Chemistry, Biology Students to Travel to Ecuador to Develop Mercury Hot Spot Map

artisanalmining

Chemistry and biology students, along with Associate Professor of Biology Dr. Kevin Drace and Associate Professor of Chemistry Dr. Adam Kiefer, will travel to Portovelo, Ecuador, this summer as part of Mercer On Mission to develop a map highlighting mercury hot spots created by artisanal mining and the industry’s processing plants.

Artisanal miners use toxic elemental mercury to extract gold from crushed rock. Mercury is mixed with the powdered rock to amalgamate the gold, and the gold/mercury mixture is “burned” (heated), spreading the mercury into miners’ lungs and throughout the environment. The mercury is highly persistent and contaminates the soil, water and air. It also enters the food chain and bioaccumulates in miners and their family members.

Portovelo has unacceptably high concentrations of mercury surrounding its gold processing sites. The proposed map will highlight the hot spots of mercury contamination in the air and soil and serve as a resource for government and processing plant officials. Additionally, the Mercer On Mission team will determine the amount of mercury emitted by the plants, which will give them a baseline of contamination and will allow them to monitor the human and environmental exposure to mercury.

artisanalmining-02This Mercer On Mission trip is preceded by two trips to the province of Manica in Mozambique, Africa (2010 and 2011), where 18 students, Dr. Drace and Dr. Kiefer explored the science involved in artisanal mining.
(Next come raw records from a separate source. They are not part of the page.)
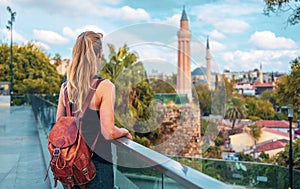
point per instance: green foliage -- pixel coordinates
(280, 116)
(235, 110)
(203, 127)
(204, 98)
(219, 141)
(264, 156)
(135, 106)
(269, 95)
(32, 70)
(213, 152)
(261, 108)
(245, 157)
(282, 158)
(222, 91)
(162, 85)
(289, 86)
(255, 131)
The research gathered from those trips resulted in two peer-reviewed publications in Journal of Cleaner Production with 11 student coauthors, numerous student poster presentations, and lectures at local, national and international meetings.

The group traveling to Ecuador will follow up on those manuscripts regarding the chemistry of amalgamation (mixing mercury and gold). “Understanding the fundamental chemistry of the mining process will hopefully allow us to develop new and inexpensive technologies to limit emissions of mercury on a global scale,” Dr. Kiefer said.

Additionally, Dr. Drace’s research group is currently identifying mercury resistant bacteria and testing for increased antibiotic resistance. Evidence suggests that closely linked antibiotic resistance genes are shared among the same bacteria that acquire mercury resistance genes. Dr. Drace’s group is continuing to monitor the potential danger posed by antibiotic resistance pathogens increasing in number due to inappropriate mercury use.